There is much myth surrounding the Gurkha and his kukri, most of it untrue. One tale, told repeatedly when old soldiers get together, concerns the Italian campaign in World War Two when Gurkha units took part in the Anglo American drive up the peninsula. A German paratrooper met a Gurkha during the fighting for Cassino. The Gurkha slashed with his kukri. ‘Ha’, said the German, ‘you missed’. ‘Shake your head’, replied the Gurkha. While the foregoing is, of course, nonsense, the Gurkha kukri was very much feared by the Germans. Small Gurkha patrols would go out at night and creep behind enemy lines. As there were British, Polish, Free French and Moroccan soldiers all fighting under British command, and as positions were often very close together, it was important to be quite sure that the post infiltrated was actually that of the enemy. All troops equipped by the British laced their boots crosswise. The Germans, having replaced jackboots, laced theirs diagonally. The Gurkhas would feel for the boots of the slumbering men, and if they were laced diagonally they would silently slit the throats of the sleepers with their kukris.

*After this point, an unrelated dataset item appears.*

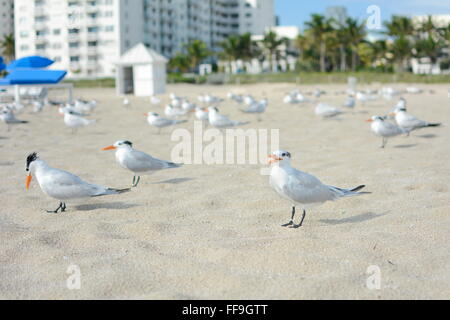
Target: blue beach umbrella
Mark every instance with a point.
(30, 62)
(2, 65)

Gurkhas are humorous people, and sometimes they would leave one lucky soldier to sleep on, until he awoke in the morning to find all his comrades dead. The occasional eccentric Allied soldier who preferred to lace his boots in the German fashion soon decided to conform to British regulations.
Army kukris were traditionally made in Nepal, hammered out by local tradesmen using what steel they could find – in more recent times from old car springs. On Indian independence in 1947, when the British Brigade of Gurkhas transferred from the (British) Indian Army to the British Army proper, it was considered by those who administer the army that a British army weapon could not be manufactured in such a haphazard way. Tenders from all over England were called for, and detailed specifications for a kukri were laid down. The contract to supply kukris was won by Garrards, better known as the crown jewellers. The product was impressive; made of stainless steel, beautiful to look at and very smart on parade. The problem was that the Gurkhas didn’t like it. It was too heavy, it did not balance in the Gurkha hand and it could not be made sharp enough to shave with. The Gurkhas accepted what was issued, put the pride of London’s kukris away in their lockers, and took to carrying the Malay gollock, a short machete, instead. The army gave in gracefully. The new kukris were withdrawn and contracts let to the bazaars of Nepal, from where kukris still come, at a cost to Her Majesty of less than £5 each.
There are lots of kukris advertised in magazines and on sale at military fairs. Most are not genuine army kukris, but made for the tourist trade. A real kukri will have a bone, rather than a wooden, handle, with brass mountings, and it will feel right. If the blade is longer than twelve inches or shorter than nine, it is not the genuine article. Unless it is a kukri issued up to the end of the Second War it will not have a War Office arrow etched into the blade: many fakes do. The kukri is a general all-purpose tool used by all Gurkhas, in the army or out of it. It requires years of practice to use it effectively, which is probably why other nations have not taken it up. In skilled Gurkha hands, however, it is one of the most effective weapons for close quarter fighting ever developed, and wherever the march of military technology may take us, the kukri will still be there, unchanged in appearance, in mode of manufacture and in use, for killing quietly, suddenly and cleanly.